The not-so-great news: the development of this storyline is doggedly conventional. Indeed, the script by David Berenbaum (also responsible for Disney’s upcoming “Haunted Mansion”) often feels like a by-the-numbers rehash of “Miracle on 34th Street.” The New York scenes have merely been moved from Macy’s to Gimbels, where the sugar-driven elf-man finds a home away from home in the toy department.

Buddy also becomes friends with a destitute, spiritually exhausted girl, Jovie (charmingly played by Zooey Deschanel), who showers at work because she can’t pay her water bills. Will she be charmed by his goofy innocence? Will he fall for her? Does Santa (Edward Asner) make naughty and nice lists?

The narrator is Ferrell’s foster father (an inspired Bob Newhart), who sends him on the mission to find dad (James Caan).
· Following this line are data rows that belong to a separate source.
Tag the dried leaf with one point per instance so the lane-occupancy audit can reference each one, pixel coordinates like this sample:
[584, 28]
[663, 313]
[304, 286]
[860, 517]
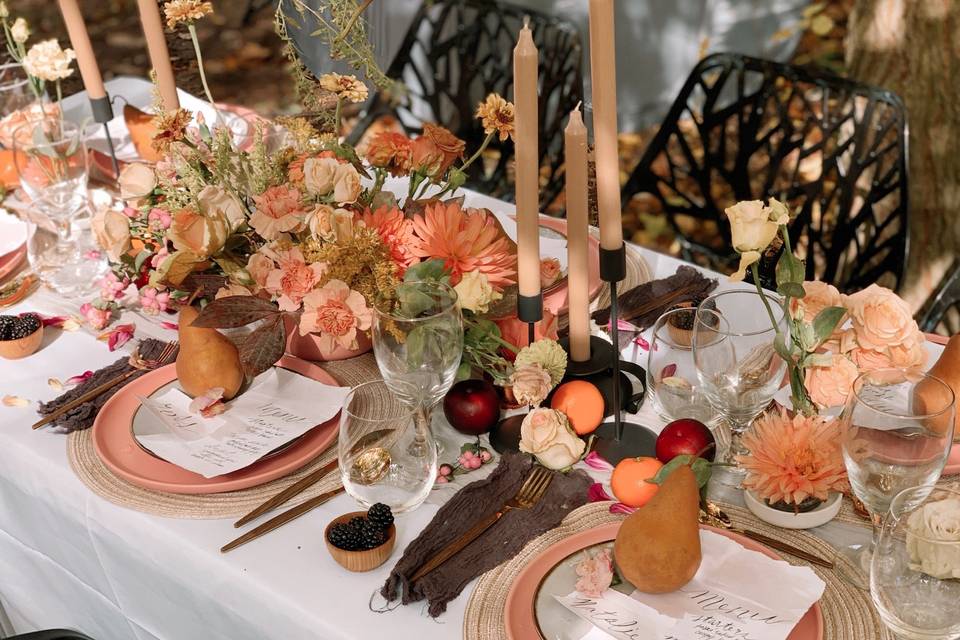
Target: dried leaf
[15, 401]
[263, 347]
[236, 311]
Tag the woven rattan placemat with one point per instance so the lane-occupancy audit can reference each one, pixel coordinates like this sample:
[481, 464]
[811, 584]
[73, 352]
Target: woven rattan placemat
[847, 611]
This soul-deadened publisher of children’s books is on Santa’s permanent naughty list and doesn’t realize his relationship with a long-gone girlfriend produced a son. Their baby landed in an orphanage, and Santa inadvertently adopted the boy when he crawled into his bag of toys during a Christmas Eve visit.

Good visual gags
The director, Jon Favreau, who created “Swingers” and its spinoff, “Made,” makes droll use of the North Pole sets and the elves’ code of ethics. He has a knack for throwaway visual gags: Ferrell posing like Bigfoot in Central Park, Caan bargaining with a tiny and self-important author of existential children’s books, Ferrell pressing the buttons for all the floors in the Empire State Building’s elevator because the result looks “like Christmas tree.”

Favreau also makes deft use of seasonal and novelty songs, slipping Eartha Kitt’s “Santa Baby” into the background, and turning “Baby It’s Cold Outside” into something like an old-fashioned musical number. The attention to musical details almost pays off in a finale that depends on song to give it an inspirational boost. It might have worked if the ending weren’t so ruthlessly predictable.

“Elf” is so similar to the dozens of Christmas movies that turn up on television every night between now and year’s end that it’s unlikely it will still be playing in theaters by Christmas Eve. Ferrell and Deschanel achieve a lovely chemistry, and the rest of the actors couldn’t be more appropriately cast, but the script plays like a first draft.